I read that book with extreme caution because of the controversy it generated. In my reading, there was perhaps a subconscious attempt of the author to write himself into the civil war narrative as an active participant. Of course, it was just a personal account, but what is personal about a war? Achebe, to all intent and purposes, was a minor player if not a pawn. This hardly makes him more of a casualty than those who lost their lives or family or friends during the war. What is often shattering, in my reading, is that Achebe never puts a mouth on Ojukwu, the warlord who made himself some sort of Black Moses and failed colossally. Having read some other accounts of the civil war, there was no doubt that the war was almost completely lost before it began. So why did they extend the casualties beyond necessary? Why waste so many lives? These are the hard questions Achebe did not ask or answer. I came away with an opinion that Achebe’s account was a privileged one, albeit belated, but still reeked of the Igbo propaganda machinery that spewed it out.
Of course, I began to look for other narratives. One book which came highly recommended was Elechi Amadi’s Sunset at Biafra whose title shares a semblance with Chukwuemeka Ike’s novel, Sunset at Dawn. Elechi Amadi’s account is also representative of his minority tribe, Ikwerre. Using his war experience, Amadi used himself as a reference point for the suffering of minority tribes who were essentially caught between the ungainly tango between the Igbos and the Nigerians. Perhaps their skepticism was a vantage point, Amadi wrote about the war with enthusiastic pessimism from the scratch. He unfortunately could not keep his skepticism to himself and direly suffered for this with sequences of detention, sometimes spaced and oftentimes muddled together.
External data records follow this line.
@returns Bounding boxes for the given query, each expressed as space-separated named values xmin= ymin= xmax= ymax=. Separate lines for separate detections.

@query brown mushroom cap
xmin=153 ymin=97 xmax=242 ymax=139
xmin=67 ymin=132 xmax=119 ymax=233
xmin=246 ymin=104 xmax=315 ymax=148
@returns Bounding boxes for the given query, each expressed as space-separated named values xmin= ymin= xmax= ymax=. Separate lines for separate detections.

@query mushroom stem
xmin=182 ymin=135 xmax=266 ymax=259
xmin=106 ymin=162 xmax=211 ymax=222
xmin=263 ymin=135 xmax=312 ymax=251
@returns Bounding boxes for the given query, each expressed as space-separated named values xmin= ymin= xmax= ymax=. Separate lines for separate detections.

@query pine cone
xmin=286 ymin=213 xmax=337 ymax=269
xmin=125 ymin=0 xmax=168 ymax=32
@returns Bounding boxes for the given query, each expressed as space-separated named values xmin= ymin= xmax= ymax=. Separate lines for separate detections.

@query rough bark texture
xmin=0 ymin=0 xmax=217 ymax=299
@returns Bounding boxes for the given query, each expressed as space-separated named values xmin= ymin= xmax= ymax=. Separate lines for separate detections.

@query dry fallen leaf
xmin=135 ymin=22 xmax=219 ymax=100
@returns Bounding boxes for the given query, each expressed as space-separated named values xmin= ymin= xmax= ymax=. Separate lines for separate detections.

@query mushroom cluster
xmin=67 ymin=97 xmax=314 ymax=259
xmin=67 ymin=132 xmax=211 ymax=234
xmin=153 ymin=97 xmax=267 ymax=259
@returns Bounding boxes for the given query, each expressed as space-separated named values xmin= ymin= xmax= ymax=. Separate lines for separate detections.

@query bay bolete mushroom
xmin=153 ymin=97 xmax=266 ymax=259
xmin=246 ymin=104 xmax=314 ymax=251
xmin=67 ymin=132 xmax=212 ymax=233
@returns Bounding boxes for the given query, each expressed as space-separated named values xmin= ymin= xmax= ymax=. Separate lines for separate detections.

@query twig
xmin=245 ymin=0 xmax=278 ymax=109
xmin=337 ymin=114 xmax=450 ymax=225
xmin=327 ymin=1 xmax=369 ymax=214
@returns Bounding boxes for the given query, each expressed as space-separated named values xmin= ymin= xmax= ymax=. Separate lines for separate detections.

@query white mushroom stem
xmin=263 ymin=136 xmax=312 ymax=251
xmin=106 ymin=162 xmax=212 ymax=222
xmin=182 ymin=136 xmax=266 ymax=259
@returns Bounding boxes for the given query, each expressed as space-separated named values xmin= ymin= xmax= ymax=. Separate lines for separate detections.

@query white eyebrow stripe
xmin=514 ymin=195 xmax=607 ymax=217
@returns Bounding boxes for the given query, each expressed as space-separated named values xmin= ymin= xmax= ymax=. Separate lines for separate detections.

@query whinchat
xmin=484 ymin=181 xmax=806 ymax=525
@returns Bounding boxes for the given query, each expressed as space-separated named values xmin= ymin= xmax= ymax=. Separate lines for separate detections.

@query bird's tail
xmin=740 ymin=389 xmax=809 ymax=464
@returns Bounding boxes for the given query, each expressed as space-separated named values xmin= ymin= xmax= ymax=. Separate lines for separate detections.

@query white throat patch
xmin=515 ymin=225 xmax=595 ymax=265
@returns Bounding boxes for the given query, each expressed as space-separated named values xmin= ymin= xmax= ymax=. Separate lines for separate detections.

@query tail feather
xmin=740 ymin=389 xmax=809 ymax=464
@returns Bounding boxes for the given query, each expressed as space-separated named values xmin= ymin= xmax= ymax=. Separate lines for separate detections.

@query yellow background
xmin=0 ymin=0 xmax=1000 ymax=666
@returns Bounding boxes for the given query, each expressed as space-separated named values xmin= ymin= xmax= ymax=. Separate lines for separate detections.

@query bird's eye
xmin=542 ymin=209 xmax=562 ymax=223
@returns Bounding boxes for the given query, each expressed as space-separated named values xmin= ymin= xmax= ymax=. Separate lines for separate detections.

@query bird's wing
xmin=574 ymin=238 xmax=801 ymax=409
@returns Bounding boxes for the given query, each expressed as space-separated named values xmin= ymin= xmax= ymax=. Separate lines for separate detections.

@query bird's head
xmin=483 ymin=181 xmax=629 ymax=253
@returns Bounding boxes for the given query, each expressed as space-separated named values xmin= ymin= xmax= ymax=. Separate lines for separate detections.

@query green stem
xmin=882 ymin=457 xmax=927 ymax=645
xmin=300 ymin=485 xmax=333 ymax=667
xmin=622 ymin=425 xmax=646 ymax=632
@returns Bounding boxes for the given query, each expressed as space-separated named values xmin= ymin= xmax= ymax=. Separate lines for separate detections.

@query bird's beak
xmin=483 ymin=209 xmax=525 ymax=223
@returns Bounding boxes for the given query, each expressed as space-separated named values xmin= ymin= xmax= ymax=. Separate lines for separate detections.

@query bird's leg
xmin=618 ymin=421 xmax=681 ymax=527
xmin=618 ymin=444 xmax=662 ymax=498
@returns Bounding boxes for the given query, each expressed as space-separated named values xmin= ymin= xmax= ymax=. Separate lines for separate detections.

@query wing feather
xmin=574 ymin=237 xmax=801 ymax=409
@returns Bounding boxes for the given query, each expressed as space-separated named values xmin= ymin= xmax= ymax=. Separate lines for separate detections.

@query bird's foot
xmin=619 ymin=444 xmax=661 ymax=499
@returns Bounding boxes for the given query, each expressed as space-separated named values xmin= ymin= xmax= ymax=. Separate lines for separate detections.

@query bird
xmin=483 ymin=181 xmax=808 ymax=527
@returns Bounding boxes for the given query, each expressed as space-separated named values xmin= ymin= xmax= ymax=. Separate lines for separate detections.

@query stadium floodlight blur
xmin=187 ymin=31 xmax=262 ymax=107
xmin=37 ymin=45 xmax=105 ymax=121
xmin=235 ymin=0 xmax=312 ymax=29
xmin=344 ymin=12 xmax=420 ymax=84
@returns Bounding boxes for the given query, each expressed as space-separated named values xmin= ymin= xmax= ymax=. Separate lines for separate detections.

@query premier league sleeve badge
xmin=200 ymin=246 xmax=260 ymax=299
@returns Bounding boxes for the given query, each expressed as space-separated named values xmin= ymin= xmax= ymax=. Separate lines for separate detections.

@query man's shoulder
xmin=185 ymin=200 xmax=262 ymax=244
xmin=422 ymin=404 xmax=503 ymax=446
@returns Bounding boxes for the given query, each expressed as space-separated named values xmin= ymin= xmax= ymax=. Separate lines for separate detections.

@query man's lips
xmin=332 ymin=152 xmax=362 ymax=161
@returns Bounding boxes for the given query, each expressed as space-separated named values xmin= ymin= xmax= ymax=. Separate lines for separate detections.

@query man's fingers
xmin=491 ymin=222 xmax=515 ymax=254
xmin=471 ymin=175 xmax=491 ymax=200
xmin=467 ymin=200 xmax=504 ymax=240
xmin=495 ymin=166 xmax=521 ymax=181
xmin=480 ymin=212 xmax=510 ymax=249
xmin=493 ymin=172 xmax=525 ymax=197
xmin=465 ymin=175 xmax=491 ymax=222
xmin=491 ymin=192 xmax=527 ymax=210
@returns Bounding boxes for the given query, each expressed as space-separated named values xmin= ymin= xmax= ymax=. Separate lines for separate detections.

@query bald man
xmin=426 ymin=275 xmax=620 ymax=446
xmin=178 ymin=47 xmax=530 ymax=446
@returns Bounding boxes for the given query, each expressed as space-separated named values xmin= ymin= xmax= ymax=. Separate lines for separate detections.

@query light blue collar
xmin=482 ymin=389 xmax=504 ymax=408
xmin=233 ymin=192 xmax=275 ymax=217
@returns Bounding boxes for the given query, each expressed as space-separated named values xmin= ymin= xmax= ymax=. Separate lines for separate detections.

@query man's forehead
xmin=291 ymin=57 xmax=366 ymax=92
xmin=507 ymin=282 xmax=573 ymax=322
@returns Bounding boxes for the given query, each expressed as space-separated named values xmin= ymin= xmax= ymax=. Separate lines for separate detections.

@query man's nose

He lost touch with his family and suffered a great deal in spite of being a retired army man. This is a more valid war experience if you ask me, closer to home, to the reality of the masses that actually suffered during the war.
That said, I remember the name of a local government in Anambra, Ayemelum, which roughly translates to war is terrible thing.
It is.
People experience things differently. The Biafran war was experienced differently by the Yorubas, Ibos, Hausas, Fulanis, Ikwerres etc. How you would tell a story is how you feel about the story. Chinua told the war story the way he experienced it. Adichie told the story the way she received it in her soul. The Biafran story is not one person’s story so it can be told differently.